Since the models' outputs are just representations, how do we benchmark them?

We encode audio using the models, then take these representations, and train smaller models for specific tasks with these representations (being the labels) and see how well these models perform on the given task.

+ SUPERB Benchmark - A wide range of tasks regarding speech
+ HEAR Benchmark - A wide range of tasks regarding general audio 

## SSL for Synthesis

Synthesis is where we generate new audio/speech waveforms.

- Voice Conversion: Audio to Audio

    We encode the speech, extract the acoustic features, then pass through the conversion model, get the converted acoustic features, Vocoder, and we get the converted speech audio.

    The Challenge is the encoder/decoder. Artifacts introduced by the encoder and vocoder...

    Voice Conversion Model? Frames are linearly close if the phonetic/linguistic information is similar, even though the voice is different.

    - kNN-VC: We have a source audio signal, and a target speaker audio signal. Then we use kNN to get the k closest samples to the source audio signal in the target audio signal and then take their average as the converted signal. This works well for zero-shot conversion.   
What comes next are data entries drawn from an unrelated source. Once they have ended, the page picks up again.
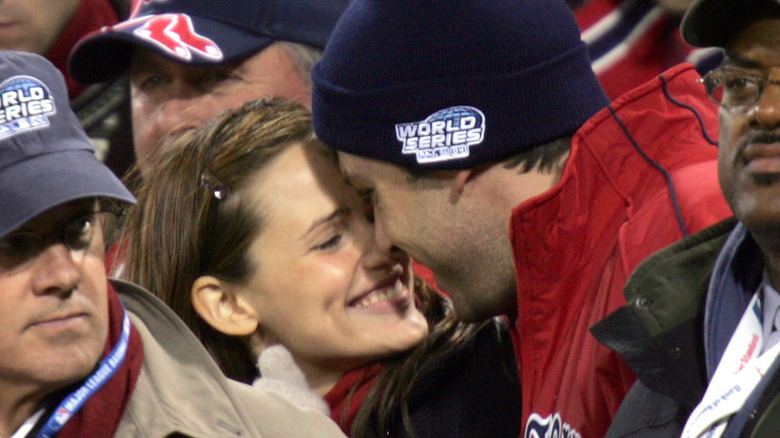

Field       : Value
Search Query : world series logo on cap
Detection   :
[395,106,485,163]
[0,75,57,139]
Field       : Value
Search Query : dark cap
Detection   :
[0,51,135,237]
[312,0,609,170]
[69,0,348,84]
[680,0,780,47]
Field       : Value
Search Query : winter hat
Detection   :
[312,0,608,169]
[680,0,780,47]
[0,51,135,237]
[69,0,348,84]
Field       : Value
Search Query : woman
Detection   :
[119,99,520,437]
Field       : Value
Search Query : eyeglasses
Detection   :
[0,211,117,272]
[699,68,780,108]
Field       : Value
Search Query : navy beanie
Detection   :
[312,0,609,169]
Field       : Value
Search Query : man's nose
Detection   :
[33,243,84,294]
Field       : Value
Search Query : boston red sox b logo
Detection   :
[109,14,223,61]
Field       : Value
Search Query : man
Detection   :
[0,0,133,175]
[70,0,347,173]
[594,0,780,437]
[312,0,730,437]
[0,51,343,438]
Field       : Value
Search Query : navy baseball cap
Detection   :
[680,0,780,47]
[0,51,135,237]
[69,0,349,84]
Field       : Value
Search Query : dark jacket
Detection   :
[394,318,522,438]
[591,218,780,437]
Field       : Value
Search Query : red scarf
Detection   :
[57,283,144,438]
[45,0,119,99]
[323,363,382,436]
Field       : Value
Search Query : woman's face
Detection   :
[239,143,428,380]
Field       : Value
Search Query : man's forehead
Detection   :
[130,47,240,74]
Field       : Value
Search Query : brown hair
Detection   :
[122,99,476,436]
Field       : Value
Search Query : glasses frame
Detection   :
[699,68,780,109]
[0,208,124,273]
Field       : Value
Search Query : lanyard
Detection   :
[682,290,780,438]
[37,306,130,438]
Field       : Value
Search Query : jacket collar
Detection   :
[111,280,259,438]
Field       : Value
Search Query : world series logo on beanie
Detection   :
[0,76,57,139]
[395,106,485,163]
[311,0,609,170]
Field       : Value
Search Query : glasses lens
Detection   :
[0,232,43,272]
[62,214,97,251]
[0,212,116,272]
[707,71,761,108]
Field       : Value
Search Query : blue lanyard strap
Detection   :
[37,305,130,438]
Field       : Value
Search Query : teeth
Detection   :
[355,281,403,308]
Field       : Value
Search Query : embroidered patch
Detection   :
[0,76,57,138]
[395,106,485,163]
[525,412,582,438]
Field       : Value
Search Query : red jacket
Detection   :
[510,64,731,438]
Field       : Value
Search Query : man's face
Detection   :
[130,44,311,172]
[718,18,780,239]
[0,201,108,398]
[0,0,81,55]
[338,152,515,321]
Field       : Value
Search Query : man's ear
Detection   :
[190,275,260,336]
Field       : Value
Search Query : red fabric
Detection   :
[574,0,694,99]
[323,364,382,436]
[510,64,731,437]
[57,284,144,438]
[45,0,119,99]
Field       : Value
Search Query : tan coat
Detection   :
[112,280,344,438]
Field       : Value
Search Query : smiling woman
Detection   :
[123,99,520,437]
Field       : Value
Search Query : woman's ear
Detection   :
[190,275,260,336]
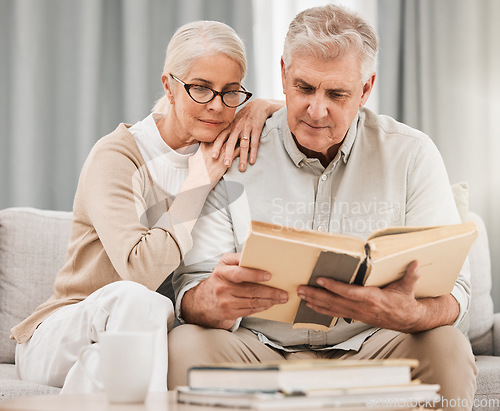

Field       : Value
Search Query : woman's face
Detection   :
[163,54,241,149]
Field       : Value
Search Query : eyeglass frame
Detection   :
[170,73,253,108]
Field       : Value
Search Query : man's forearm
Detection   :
[405,294,460,333]
[181,281,234,329]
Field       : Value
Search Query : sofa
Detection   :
[0,184,500,410]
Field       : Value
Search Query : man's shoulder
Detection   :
[90,123,143,163]
[359,108,429,141]
[260,107,287,144]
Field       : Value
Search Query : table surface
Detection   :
[0,392,432,411]
[0,392,191,411]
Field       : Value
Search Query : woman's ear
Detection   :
[161,74,174,104]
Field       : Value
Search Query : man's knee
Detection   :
[93,281,174,329]
[408,326,477,410]
[410,326,474,368]
[168,324,239,389]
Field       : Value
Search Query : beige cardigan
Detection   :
[11,124,192,343]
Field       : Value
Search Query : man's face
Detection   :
[281,53,375,160]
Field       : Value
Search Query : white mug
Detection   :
[78,331,155,403]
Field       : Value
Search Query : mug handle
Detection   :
[78,343,104,391]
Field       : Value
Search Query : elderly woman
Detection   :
[12,21,281,392]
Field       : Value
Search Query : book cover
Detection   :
[176,382,440,411]
[188,359,418,393]
[240,221,477,331]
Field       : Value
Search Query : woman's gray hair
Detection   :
[283,4,378,82]
[152,20,247,113]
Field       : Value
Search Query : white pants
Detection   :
[16,281,174,394]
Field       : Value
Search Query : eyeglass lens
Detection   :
[189,86,247,107]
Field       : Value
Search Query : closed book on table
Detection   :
[188,359,418,393]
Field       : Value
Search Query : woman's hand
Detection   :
[212,99,285,171]
[189,142,240,188]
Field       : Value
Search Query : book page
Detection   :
[365,225,477,298]
[250,221,365,254]
[292,251,362,331]
[367,222,477,261]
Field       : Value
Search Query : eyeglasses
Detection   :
[170,74,252,108]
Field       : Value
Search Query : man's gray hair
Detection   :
[283,4,378,82]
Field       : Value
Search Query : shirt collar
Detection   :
[142,113,199,168]
[281,113,359,167]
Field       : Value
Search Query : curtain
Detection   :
[0,0,254,210]
[378,0,500,311]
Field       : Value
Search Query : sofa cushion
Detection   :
[0,208,72,363]
[469,212,494,355]
[0,380,61,400]
[451,183,493,355]
[474,355,500,410]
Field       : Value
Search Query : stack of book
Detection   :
[177,359,440,410]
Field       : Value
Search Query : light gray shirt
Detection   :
[174,108,471,351]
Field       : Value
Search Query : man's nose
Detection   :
[307,93,328,120]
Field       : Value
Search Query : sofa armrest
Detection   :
[493,313,500,356]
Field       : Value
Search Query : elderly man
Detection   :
[168,5,477,409]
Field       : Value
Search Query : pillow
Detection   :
[0,208,72,363]
[451,182,493,355]
[451,182,470,222]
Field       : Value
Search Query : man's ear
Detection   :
[281,56,286,94]
[359,73,377,107]
[161,74,174,103]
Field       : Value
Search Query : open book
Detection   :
[240,221,477,331]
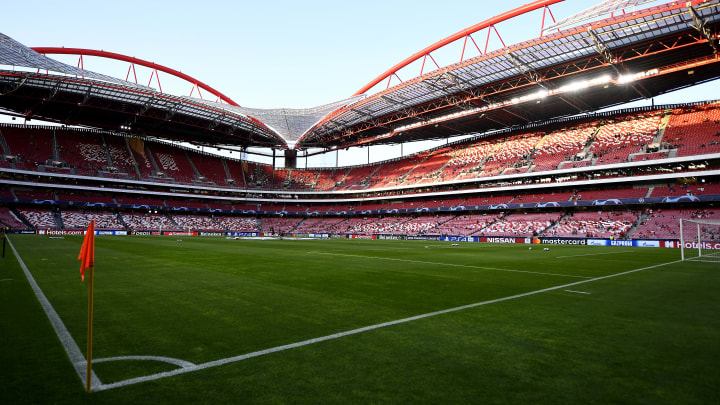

- Text-to-Speech: Text to Audio

    We encode the text input, extract the linguistic features and pass them through an acoustic model, then pass the acoustic features through a similar type of vocoder in order to generate the speech output audio.

    - kNN-TTS: We have source input text embeddings, and a target speaker audio signal. Then we use kNN to get the k closes samples to the source speaker features in the target audio signal and then take their average as the converted signal, but sometimes we would want to interpolate the selected features with the source speaker features in order for the voice to be more controlled & mixed (eg. 25% source voice, 75% target voice).

## Summary

- Self-supervised learning enables learning useful general speech representations from unlabeled data that can be used in a wide range of tasks.

- Benchmarks that evaluate these models showed that they are improving performance in the given tasks, especially when labelled data is scarce.

- Very good representations can simplify task-specific models.